1. Bölüm

361 35 6
                                    

"Engeller... Çok iç karartıcı bir kelime. Öyle değil mi? Maalesef. Çiçeği burnunda çiftler mesela, ayrılabiliyorlar. Aralarına mesafe giriyor, aile giriyor, ölüm giriyor.

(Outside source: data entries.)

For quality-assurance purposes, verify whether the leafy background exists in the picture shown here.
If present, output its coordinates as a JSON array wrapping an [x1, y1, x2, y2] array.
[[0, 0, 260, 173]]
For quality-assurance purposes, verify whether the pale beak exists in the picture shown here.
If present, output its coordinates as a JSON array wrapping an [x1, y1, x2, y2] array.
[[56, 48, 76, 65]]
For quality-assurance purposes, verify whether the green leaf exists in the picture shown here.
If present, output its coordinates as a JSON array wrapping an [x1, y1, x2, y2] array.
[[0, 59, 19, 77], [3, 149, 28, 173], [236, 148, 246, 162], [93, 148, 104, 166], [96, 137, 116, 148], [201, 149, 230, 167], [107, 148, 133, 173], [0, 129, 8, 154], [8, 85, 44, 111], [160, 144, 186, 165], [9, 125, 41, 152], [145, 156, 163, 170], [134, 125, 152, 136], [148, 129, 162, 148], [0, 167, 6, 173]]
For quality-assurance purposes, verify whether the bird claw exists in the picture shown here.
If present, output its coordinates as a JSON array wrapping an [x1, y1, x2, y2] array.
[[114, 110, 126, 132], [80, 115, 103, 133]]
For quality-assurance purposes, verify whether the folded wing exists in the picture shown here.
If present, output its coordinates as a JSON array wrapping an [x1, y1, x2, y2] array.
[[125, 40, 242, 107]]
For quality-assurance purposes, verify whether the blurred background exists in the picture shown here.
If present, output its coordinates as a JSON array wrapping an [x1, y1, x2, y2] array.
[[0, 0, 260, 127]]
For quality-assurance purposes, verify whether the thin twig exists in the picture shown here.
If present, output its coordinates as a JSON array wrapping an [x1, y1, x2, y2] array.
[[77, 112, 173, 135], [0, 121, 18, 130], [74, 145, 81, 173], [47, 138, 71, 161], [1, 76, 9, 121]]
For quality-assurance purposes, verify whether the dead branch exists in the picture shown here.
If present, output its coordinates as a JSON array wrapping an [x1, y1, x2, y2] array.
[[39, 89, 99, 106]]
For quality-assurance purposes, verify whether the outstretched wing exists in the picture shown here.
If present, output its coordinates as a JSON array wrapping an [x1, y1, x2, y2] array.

Bununla ilgili çok güzel bir hikaye var. "Münip Cemal adanın en yakışıklı delikanlısı. Şadiye Hanım ise Bahri Paşa'nın kızı, dönemin önemli hanımefendilerindendir. Şadiye Hanım yaz dönemlerinde adaya gelmektedir. Genç adam onu gördüğü andan itibaren bir kara sevdaya tutulmuştur, o günden sonra da mektup aracılığı ile sürekli yazışıp durmuşlardır. Gece geç vakitlerde bulup hasbihal ederler. Sonrasında gencin ailesi kızı istemeye gittiklerinde maalesef kızın küçük olduğunu söyleyerek vermezler. Şadiye'ye hasret Münip Cemal, kâh ağlar kâh yazar. Aşkını ve acısını kağıtlara döker.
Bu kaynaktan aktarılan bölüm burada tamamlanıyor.